The Book attempts to answer the key Questions for a focussed portfolio:

Q. How do I identify these above-average stocks?

A. Standard stuff of top class mgmt, high return ratios,growing market etc etc

Q. How many is few?

A. The author believes 15. There are studies which show that benfits of diversification whither away as no of stocks increase. Charlie Munger once famously said that 3 stocks is good enough diversification !

Q. What do you mean by concentrate?

A. Using the Kelly Formula to position size the portfolio

Q. How long must I hold?

A. In Buffett’s words, the favorite holding period is forever. You hold till economics of the biz deteriorates or there is a much better alternative available.

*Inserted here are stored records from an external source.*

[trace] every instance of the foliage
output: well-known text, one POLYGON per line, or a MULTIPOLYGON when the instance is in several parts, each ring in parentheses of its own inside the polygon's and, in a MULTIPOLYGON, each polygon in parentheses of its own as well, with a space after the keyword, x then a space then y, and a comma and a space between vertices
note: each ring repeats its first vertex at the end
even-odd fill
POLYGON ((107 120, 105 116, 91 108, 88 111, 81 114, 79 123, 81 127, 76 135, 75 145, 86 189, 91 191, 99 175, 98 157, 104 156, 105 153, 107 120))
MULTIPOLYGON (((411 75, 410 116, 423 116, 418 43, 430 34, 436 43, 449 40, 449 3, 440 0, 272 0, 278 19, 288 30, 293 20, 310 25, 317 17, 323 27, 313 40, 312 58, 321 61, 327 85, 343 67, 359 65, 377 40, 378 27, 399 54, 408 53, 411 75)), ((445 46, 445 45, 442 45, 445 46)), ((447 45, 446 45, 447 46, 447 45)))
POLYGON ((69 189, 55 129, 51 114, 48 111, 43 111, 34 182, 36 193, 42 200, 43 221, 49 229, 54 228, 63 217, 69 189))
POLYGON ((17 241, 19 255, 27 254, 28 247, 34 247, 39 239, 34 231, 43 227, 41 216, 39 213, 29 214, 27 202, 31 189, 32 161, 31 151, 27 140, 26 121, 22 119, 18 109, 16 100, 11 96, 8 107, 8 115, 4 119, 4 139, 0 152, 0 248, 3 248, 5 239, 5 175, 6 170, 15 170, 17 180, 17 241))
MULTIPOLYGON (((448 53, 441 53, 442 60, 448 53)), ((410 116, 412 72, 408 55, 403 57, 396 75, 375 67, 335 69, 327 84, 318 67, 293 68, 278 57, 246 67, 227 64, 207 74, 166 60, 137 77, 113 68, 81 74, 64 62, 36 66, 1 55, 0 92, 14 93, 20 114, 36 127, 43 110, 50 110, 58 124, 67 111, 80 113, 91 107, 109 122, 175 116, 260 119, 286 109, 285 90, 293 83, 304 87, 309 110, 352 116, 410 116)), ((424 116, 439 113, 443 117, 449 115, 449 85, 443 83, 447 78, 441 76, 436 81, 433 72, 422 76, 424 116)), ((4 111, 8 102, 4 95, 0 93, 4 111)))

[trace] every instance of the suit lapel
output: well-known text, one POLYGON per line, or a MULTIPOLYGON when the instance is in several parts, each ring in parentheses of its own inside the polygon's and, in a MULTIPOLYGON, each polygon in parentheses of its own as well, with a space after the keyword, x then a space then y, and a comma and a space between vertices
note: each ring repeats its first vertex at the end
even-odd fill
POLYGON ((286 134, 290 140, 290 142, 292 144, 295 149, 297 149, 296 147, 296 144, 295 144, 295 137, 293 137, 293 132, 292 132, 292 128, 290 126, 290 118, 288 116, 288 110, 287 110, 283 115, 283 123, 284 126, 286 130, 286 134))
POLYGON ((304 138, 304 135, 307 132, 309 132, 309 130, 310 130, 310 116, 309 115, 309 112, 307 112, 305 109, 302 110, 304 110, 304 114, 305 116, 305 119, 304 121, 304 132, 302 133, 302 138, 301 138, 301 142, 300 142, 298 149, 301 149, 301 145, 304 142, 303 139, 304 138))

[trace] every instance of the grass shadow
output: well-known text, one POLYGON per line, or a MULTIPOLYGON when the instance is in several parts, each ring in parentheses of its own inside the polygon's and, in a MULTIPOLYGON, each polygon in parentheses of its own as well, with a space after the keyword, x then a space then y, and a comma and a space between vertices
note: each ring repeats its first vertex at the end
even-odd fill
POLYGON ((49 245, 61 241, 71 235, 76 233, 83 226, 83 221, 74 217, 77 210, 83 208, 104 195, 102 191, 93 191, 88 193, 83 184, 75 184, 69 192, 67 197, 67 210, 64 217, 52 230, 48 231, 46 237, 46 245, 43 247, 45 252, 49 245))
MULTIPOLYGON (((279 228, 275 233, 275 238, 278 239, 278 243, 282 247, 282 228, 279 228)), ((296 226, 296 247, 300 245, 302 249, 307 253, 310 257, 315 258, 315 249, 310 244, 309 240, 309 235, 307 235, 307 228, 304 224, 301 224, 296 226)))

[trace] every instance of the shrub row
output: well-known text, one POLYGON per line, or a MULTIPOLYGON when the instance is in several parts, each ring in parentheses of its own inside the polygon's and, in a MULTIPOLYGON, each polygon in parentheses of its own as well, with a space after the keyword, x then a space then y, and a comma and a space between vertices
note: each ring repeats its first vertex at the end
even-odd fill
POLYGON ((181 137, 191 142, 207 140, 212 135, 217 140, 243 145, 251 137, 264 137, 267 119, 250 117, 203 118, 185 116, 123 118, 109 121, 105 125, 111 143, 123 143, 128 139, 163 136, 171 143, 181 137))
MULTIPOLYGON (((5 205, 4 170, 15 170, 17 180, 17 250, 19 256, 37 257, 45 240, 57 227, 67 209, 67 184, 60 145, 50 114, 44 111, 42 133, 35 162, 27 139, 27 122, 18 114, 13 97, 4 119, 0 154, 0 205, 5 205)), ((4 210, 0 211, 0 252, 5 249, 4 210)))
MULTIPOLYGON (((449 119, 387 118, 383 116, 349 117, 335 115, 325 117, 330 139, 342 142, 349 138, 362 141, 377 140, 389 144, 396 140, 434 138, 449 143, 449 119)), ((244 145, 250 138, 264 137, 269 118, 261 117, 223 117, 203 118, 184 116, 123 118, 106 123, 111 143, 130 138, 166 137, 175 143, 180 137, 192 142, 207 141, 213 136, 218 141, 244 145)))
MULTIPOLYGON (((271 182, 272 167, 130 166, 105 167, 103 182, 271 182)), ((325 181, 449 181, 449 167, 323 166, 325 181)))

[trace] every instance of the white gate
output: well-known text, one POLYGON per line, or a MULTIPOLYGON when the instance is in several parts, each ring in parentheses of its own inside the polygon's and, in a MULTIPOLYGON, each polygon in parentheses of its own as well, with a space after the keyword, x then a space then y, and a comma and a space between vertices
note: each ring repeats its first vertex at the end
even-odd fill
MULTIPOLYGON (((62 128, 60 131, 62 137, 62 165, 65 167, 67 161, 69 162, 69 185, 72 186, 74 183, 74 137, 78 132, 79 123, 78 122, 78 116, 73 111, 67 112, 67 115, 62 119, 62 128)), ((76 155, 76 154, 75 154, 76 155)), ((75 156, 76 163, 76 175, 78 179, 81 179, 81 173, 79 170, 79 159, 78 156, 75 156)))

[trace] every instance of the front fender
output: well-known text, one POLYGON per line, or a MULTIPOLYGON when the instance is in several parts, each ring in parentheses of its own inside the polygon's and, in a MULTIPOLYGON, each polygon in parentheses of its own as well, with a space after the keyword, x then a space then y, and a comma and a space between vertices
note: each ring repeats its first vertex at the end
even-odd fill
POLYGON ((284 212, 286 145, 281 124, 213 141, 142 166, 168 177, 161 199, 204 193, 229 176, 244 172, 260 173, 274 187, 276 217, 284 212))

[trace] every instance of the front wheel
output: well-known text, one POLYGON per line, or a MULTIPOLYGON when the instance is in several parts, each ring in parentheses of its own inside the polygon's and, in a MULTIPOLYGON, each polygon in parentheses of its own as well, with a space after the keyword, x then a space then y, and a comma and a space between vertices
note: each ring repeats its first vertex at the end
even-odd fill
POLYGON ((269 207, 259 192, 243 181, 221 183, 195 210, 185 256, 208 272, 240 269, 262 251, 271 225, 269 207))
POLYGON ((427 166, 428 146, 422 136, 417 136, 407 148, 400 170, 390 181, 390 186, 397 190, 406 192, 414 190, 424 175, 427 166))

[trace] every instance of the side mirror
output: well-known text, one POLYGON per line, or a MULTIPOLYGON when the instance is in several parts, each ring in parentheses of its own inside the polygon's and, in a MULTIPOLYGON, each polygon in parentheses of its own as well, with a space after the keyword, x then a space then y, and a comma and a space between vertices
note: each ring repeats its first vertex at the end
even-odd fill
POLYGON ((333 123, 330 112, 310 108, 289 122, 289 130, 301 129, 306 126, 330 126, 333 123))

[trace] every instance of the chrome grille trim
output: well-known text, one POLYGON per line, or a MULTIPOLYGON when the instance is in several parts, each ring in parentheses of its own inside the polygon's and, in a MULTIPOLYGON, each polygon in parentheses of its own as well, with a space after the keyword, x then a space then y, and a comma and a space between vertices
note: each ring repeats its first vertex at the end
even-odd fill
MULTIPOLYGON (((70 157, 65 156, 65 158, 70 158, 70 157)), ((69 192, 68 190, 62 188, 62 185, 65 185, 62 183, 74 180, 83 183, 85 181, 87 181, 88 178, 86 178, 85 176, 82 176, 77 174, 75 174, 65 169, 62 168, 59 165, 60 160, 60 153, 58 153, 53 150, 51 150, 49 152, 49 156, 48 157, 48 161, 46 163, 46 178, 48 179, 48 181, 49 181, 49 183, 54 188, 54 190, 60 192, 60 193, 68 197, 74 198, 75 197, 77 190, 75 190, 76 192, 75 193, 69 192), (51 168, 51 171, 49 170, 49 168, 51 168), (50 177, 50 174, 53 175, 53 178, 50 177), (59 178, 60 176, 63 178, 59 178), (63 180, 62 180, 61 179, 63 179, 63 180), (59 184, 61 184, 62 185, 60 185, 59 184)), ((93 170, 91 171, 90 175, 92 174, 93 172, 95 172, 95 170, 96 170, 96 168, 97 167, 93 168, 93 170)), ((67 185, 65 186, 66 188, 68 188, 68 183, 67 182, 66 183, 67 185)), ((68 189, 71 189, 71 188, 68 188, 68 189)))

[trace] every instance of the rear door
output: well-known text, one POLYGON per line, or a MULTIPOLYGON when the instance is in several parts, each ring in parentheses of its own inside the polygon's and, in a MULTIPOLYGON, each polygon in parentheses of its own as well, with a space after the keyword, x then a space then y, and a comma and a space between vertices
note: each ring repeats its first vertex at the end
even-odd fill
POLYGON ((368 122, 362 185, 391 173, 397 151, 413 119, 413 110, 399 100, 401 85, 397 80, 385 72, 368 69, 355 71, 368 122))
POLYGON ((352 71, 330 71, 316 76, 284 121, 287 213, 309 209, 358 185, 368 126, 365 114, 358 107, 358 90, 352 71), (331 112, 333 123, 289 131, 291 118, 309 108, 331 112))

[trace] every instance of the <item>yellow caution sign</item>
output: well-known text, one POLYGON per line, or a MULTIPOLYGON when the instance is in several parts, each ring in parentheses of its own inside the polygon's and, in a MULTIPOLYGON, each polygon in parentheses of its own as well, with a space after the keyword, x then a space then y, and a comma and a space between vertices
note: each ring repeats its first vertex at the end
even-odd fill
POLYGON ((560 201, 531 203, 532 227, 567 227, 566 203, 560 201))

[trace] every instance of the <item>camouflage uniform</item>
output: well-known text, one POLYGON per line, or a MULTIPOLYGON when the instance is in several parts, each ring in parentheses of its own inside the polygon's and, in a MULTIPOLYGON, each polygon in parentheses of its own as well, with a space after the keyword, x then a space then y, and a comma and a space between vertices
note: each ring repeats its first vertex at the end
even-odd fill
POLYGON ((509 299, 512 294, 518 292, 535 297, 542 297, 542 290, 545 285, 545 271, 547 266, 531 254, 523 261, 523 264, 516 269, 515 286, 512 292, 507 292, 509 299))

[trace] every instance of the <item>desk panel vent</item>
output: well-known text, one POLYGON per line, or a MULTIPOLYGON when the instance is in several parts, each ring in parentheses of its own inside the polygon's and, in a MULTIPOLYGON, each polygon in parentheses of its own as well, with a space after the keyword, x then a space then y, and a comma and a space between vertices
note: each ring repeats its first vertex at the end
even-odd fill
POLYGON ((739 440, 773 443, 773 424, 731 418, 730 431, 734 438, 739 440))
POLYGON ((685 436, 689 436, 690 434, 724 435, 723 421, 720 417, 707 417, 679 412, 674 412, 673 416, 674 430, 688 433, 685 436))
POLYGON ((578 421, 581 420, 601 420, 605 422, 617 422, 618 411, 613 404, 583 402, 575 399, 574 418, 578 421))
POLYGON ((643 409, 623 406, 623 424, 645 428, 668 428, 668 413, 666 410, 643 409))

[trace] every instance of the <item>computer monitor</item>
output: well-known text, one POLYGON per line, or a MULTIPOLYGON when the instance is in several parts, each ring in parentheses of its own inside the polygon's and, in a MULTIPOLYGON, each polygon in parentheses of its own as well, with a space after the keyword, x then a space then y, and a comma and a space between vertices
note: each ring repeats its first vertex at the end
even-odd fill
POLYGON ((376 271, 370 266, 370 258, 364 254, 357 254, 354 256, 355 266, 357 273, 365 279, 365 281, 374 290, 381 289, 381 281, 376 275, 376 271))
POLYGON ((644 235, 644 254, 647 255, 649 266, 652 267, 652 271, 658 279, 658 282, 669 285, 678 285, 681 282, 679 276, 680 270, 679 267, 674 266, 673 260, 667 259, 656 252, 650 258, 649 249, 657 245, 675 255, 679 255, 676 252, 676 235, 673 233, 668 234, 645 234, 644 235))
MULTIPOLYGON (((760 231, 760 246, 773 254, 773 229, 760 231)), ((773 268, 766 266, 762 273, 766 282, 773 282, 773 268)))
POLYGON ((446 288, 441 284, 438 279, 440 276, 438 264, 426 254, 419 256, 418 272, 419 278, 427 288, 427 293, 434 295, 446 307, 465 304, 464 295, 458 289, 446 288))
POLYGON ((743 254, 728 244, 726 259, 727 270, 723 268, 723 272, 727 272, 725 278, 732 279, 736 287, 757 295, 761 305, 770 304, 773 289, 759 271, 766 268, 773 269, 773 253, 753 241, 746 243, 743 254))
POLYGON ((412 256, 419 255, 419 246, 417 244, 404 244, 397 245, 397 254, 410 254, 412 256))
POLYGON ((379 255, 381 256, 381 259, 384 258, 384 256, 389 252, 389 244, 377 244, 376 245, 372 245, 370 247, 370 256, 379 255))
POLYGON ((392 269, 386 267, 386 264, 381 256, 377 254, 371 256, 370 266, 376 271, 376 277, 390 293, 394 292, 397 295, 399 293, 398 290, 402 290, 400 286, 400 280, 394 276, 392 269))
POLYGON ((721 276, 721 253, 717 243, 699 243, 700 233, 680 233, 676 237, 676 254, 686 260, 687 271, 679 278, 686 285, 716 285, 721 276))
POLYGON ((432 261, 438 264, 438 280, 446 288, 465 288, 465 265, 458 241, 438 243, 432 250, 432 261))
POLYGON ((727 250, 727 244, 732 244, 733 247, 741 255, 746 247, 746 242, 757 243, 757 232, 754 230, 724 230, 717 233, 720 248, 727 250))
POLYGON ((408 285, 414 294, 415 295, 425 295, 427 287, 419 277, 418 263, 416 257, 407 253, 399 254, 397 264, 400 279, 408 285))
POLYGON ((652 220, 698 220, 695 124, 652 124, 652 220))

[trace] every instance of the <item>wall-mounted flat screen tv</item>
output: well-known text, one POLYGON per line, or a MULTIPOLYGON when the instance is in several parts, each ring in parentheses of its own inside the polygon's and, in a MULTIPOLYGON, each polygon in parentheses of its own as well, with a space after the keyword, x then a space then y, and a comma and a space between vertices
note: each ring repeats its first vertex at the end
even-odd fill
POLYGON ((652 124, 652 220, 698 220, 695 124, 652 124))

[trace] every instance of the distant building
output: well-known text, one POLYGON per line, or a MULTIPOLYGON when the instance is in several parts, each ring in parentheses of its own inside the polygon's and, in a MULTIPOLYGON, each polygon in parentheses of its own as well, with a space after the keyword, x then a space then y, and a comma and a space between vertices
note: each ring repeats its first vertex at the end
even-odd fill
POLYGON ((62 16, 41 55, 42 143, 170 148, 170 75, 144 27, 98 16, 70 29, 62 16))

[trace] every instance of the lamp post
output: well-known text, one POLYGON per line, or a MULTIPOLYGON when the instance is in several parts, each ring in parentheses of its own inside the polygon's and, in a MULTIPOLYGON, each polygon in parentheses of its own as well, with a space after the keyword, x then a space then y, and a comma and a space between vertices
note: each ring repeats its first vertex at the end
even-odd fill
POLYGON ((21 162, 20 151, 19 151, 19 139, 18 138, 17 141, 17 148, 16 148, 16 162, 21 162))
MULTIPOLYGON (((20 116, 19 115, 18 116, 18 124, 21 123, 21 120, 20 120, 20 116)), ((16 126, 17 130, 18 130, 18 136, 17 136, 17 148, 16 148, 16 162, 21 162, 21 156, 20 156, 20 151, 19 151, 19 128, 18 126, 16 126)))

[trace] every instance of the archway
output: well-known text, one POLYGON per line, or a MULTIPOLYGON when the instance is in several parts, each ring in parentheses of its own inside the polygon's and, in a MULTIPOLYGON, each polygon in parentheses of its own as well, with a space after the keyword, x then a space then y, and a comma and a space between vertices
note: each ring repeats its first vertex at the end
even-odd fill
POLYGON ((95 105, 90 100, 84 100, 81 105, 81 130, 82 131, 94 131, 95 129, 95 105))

The Book was written way back in 1999.The author was working for Legg Mason Mutual Fund where the star manager was Bill Miller. The book was probably a disguised plug for the Fund as Bill Miller’s quotes are numerous in the Book.

Bill Miller also practiced this form of Focused investing. He eventually blew up during the 2008 Crash.

This ironically highlights the risks of this kind of investing. If you are very concentrated, then you risk the chances of blowing up your portfolio.

My personal belief is the anti-thesis of this Book. I believe that concentration is the outcome of a good portfolio, not the input. To illustrate, the late Rakesh Jhunjhunwala put in equal amounts of money (a small % of his then portfolio) in Crisil, Titan and Lupin. Of these 3, Titan compounded handsomely to eventually become 40-50% of his listed portfolio.

Meanwhile , our Bill Miller, still not learning from his blow up has now in year 2023, only Amazon and Bitcoin in his portfolio. Looks like he is primed for another blow up !

There are some folks in India who practice focus investing. I categorise them in two types- Buffett devotees who actually do deep dive in the businesses and trading types whose holding periods are less than 6 months.Some folks in the first category have been successful riding stocks like HDFC Bank, Bajaj Finance etc. But I am sceptical if they can repeat their success in the future as it would mean catching lightning twice !

I would recommend this Book to serious investors who wish to learn more about portfolio allocation and sizing.

3 replies on “Book Review: The Warren Buffett Portfolio”

Yes Raoji, concentration looks good in hindsight.Also something which may have worked wonderfully in the west may not work as beautifully in india. Another case of concentration going nowhere is Mr.Pabarai’s bet on Edelweiss/Sunteck/Rain. Quite concentrated but going nowhere for investors since last 6 years.